La sindrome di Palermo

Trono regio, Cattedrale di Palermo

Tutti conosciamo la sindrome di Stoccolma, cioè quella condizione psicologica nella quale una persona vittima di sequestro solidarizza o addirittura si innamora del suo rapitore, forse meno nota è la sindrome di Palermo.

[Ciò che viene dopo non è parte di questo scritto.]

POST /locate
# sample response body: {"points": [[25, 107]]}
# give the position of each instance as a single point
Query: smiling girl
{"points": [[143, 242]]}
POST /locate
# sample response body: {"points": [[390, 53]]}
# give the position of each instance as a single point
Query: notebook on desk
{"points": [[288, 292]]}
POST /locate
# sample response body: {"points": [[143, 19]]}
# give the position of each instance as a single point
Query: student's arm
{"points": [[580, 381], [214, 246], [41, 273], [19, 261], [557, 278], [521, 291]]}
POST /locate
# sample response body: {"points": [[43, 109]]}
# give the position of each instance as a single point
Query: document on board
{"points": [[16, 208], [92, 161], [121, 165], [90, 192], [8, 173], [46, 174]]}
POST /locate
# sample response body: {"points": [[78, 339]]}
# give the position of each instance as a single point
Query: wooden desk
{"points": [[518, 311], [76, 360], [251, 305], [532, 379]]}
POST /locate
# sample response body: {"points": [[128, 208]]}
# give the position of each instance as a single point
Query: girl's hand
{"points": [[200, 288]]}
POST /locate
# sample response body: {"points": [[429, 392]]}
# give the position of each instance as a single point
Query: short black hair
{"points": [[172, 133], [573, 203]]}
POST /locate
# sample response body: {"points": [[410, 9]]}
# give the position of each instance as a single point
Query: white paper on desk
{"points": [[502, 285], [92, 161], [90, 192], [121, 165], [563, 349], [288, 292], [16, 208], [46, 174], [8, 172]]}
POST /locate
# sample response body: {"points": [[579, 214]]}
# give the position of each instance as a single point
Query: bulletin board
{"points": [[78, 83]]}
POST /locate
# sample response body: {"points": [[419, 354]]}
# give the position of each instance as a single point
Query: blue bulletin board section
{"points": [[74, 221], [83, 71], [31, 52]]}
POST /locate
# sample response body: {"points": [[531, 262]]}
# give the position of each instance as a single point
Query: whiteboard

Le elezioni amministrative che hanno visto il trionfo di Leoluca Orlando nella corsa per Palazzo delle Aquile più che un’analisi politica, che è anche molto semplice, richiedono un’analisi psicologica. Il consenso bulgaro (o sarà il caso di dire palermitano?) che la città ha riservato ha Orlando è l’espressione più genuina della psicologia dei palermitani: i palermitani non hanno bisogno di un sindaco, di un amministratore, i palermitani hanno bisogno di un padrone, di un dominus. Se guardiamo alla storia di questa città c’è sempre stato un dominatore, un padrone.

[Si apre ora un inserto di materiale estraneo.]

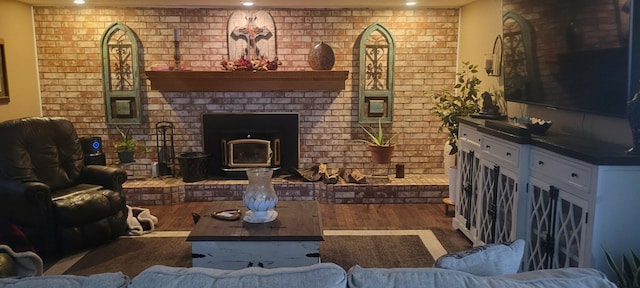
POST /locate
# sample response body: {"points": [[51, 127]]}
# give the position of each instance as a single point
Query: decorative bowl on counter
{"points": [[535, 125]]}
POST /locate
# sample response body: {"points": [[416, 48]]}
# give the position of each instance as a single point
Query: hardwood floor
{"points": [[341, 217]]}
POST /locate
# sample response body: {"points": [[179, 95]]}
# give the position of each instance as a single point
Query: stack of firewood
{"points": [[322, 173]]}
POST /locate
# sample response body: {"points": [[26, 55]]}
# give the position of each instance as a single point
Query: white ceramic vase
{"points": [[259, 197]]}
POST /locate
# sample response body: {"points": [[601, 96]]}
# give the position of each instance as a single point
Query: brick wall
{"points": [[68, 50]]}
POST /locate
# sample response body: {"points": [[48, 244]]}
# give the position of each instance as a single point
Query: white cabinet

Di volta in volta popoli, sovrani e uomini di potere hanno dominato incontrastati sulla città, sempre osannati o scaricati al momento opportuno dal popolo palermitano. Più recentemente Palermo si è consegnata mani e piedi prima a Mamma Dc, poi a Leoluca Orlando, poi ancora al centrodestra berlusconiano e ora torna nuovamente il sindaco della Primavera.

Non c’è politica in questo ritorno di fiamma, c’è la necessità di questa città di riconsegnarsi alle braccia forti di qualcuno che questa volta, considerata anche l’agonia della città, dovrebbe anche essere un salvatore.

Palermo è una città strana, Palermo non si è mai posseduta. E’ una città che è stata di tanti ma mai nostra perché non l’abbiamo mai sentita tale. I palermitani sfiduciati e incapaci di un rapporto con la cosa pubblica hanno scelto Orlando perché ora “deve pensarci lui” a risolvere i problemi di questa città, e da parte nostra non offriremo mai collaborazione ma soltanto un osannante servilismo in cambio di una deresponsabilizzazione totale e di un minimo di benessere che non è sentito come diritto ma soltanto come concessione del potente.

In questo contesto le avventure di Fabrizio Ferrandelli, Massimo Costa e Alessandro Aricò non potevano che infrangersi contro questo modo di essere della città: derubricati a “piscialetto” i giovani candidati sono stati travolti dal consenso di Orlando perché probabilmente hanno chiesto a Palermo qualcosa di troppo grande: cambiare, prendendo in mano le redini del proprio destino.

Da Leoluca Orlano mi dividono tante, troppe cose, ma non ho nulla contro di lui. Forse potrà anche essere un buon sindaco per Palermo, migliore rispetto anche alle sue precedenti amministrazioni, e non nascondo che me lo auguro, tuttavia resta la forte amarezza per una città che non riesce a sfidare gli eventi, a guardare lontano,  ma che si rinchiude nel suo salotto e mette su un vecchio disco per ricordare i tempi che furono.

Tanto c’è qualcun altro che ci pensa alle sorti della città, anzi c’è un altro che questa cosa la sa fare.